Reputation: 2165
Is there a way with the PHP LDAP extension to retrieve AD attributes/properties that are not returned by default?
Specifically, I am trying to retrieve the lockedOut
property. This one is not retrieved by default when you use ldap_get_attributes
. In PowerShell, you have to specify the property in order to retrieve it:
Get-AdUser -Identity foo -Properties LockedOut | Select LockedOut
But trying to specify the attribute the same way with PHP LDAP does not seem to work.
$result = ldap_search($conn, $dn, "cn=foo", ["lockedOut"]);
if ($result === false) {
// Handling error...
}
$count = ldap_count_entries($conn, $result);
if ($count !== 1) {
// Handling error...
}
$entry = ldap_first_entry($conn, $result);
// This array does not contain the expected "lockedOut" attribute
$attr = ldap_get_attributes($conn, $entry);
// No array returned but false (error)
$value = ldap_get_values($conn, $entry, "lockedOut")

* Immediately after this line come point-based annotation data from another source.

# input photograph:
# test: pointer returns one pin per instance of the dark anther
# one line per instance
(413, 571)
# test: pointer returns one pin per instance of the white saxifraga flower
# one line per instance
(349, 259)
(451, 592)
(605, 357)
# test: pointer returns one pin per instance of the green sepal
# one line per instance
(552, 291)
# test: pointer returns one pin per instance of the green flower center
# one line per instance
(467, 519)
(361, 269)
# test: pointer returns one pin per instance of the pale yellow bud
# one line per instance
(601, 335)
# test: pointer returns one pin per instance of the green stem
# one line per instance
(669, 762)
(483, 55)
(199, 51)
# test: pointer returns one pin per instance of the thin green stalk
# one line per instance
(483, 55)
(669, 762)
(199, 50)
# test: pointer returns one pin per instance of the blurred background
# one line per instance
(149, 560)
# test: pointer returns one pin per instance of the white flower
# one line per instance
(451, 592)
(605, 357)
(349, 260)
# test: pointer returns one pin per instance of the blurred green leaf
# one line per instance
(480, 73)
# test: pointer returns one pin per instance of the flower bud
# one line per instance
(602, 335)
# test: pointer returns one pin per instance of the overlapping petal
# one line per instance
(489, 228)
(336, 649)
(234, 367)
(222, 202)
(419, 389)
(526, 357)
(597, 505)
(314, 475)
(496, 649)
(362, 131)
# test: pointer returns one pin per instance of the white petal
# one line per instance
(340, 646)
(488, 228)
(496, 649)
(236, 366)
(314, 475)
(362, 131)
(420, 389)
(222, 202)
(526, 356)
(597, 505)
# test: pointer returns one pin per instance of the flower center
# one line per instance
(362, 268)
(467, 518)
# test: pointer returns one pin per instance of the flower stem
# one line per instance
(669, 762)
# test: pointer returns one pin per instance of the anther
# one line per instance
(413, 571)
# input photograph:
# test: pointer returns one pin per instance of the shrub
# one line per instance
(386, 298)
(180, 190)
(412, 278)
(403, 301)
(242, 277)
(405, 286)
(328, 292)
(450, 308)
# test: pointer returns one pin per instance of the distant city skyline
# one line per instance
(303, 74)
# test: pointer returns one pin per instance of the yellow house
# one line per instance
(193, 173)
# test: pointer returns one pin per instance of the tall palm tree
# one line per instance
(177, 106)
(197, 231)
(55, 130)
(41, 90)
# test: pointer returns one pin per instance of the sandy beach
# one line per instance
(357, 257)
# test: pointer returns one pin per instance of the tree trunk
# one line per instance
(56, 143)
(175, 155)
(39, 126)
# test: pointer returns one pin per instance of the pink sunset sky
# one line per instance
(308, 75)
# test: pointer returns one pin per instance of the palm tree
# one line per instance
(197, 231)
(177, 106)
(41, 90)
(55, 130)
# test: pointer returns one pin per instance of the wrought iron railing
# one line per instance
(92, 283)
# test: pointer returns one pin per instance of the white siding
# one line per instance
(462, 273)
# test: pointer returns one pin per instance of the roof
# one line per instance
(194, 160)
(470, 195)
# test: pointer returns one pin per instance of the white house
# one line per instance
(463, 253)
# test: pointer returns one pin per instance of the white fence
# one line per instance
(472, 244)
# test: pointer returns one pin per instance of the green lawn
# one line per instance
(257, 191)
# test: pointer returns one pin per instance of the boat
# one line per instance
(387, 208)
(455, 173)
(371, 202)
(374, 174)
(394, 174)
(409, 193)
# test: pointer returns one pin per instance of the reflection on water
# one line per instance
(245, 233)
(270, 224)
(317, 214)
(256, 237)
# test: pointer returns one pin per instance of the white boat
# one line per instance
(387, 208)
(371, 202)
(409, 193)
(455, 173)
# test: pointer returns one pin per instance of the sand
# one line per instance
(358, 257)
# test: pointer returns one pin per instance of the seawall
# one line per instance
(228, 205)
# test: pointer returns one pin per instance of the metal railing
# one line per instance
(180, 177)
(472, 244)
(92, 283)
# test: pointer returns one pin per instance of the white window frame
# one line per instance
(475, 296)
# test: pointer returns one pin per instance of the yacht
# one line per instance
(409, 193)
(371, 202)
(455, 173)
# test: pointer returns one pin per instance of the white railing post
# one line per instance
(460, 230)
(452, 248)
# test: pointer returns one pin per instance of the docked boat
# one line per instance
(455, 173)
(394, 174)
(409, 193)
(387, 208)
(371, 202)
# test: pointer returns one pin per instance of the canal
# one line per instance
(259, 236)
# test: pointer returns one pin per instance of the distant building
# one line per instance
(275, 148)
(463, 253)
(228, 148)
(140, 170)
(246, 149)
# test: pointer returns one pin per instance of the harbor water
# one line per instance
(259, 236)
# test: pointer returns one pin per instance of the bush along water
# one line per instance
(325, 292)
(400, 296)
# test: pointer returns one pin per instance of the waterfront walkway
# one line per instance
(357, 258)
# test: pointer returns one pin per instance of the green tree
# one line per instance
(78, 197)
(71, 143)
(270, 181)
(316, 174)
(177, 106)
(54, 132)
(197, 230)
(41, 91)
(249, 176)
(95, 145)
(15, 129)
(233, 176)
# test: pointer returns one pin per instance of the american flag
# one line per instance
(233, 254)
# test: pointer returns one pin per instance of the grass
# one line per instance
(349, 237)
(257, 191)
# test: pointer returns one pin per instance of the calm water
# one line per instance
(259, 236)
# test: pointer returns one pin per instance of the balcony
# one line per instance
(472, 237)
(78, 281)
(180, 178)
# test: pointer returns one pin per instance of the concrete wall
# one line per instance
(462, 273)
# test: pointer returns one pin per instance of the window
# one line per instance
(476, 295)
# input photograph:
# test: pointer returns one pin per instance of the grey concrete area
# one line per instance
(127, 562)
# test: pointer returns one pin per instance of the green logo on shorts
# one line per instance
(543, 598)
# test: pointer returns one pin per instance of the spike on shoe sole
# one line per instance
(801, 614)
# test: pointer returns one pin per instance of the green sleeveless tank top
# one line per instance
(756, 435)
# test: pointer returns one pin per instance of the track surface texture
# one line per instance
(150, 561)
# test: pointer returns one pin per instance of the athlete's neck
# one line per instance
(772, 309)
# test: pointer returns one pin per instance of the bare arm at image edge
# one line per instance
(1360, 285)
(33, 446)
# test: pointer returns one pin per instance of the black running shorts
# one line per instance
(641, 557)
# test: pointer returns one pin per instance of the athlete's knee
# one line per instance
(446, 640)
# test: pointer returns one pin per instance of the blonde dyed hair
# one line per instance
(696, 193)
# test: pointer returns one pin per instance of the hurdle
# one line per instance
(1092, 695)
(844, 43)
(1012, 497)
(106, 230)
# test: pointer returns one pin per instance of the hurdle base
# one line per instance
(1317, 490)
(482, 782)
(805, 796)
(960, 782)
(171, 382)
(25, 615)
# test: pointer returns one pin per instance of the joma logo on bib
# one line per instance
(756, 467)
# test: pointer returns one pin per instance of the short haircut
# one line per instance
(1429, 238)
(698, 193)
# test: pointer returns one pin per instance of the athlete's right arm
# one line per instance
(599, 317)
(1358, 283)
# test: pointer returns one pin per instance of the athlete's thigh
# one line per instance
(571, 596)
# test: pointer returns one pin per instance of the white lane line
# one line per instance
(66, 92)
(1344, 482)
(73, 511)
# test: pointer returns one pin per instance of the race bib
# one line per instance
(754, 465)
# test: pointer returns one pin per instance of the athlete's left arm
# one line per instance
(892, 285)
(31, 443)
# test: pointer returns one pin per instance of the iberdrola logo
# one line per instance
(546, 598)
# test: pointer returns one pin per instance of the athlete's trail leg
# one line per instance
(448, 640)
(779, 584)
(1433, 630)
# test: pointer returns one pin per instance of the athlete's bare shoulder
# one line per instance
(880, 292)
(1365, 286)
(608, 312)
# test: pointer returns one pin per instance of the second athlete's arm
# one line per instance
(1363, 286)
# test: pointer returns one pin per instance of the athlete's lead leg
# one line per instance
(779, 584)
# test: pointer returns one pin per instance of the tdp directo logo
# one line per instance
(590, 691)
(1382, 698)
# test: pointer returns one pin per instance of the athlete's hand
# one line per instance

I feel like those non default properties are not retrievable with PHP LDAP (property != attribute).
Upvotes: 1
Views: 274
Reputation: 2165
There is a default attribute that does the job as a workaround: lockoutTime
.
It seems to work this way:
lockoutTime = <not set>
lockoutTime = 0
lockoutTime = 1+
The workaround code:
$result = ldap_search($conn, $dn, "cn=foo", ["lockoutTime"]);
if ($result === false) {
// Handling error...
}
$count = ldap_count_entries($conn, $result);
if ($count !== 1) {
// Handling error...
}
$entry = ldap_first_entry($conn, $result);
$attr = ldap_get_attributes($conn, $entry);
$rawLockoutTime = $attr["lockouttime"] ?? null;
$isLockedOut = $rawLockoutTime !== null && $rawLockoutTime[0] !== "0";
A reference about it on a post for the Python LDAP.
Upvotes: 1
Reputation: 3663
I don't know about the lockedOut
property but one commenter on PHP manual page managed to fetch a few other non-standard or operational attributes such as create and modify timestamps using the below method. Maybe, you can try adding lockedOut
to that list of attributes and achieve some success with this method too?
$conn = $ds;
$attrs = array( 'creatorsname', 'createtimestamp', 'modifiersname',
'structuralObjectClass', 'entryUUID', 'modifytimestamp',
'subschemaSubentry', 'hasSubordinates', '+' );
$search = @ldap_read( $conn, $dn, '(objectClass=*)', $attrs, 0, 0, 0, $deref );
As another comment on the manual page suggests, you can also try looping through all entries until you find the lockedOut
, this is another option:
$entry = ldap_first_entry($ds, $sr);
write_attr($entry,$ds);
for ($i = 0; $i < $n_entries; $i++){
$entry = ldap_next_entry($ds, $entry);
write_attr($entry,$ds);
}
Edit
As discussed, also refer to this answer.
If you just want to know if the user is locked out, you can fetch lockoutTime
instead and check its value. A zero or unset value for this means the user isn't locked out.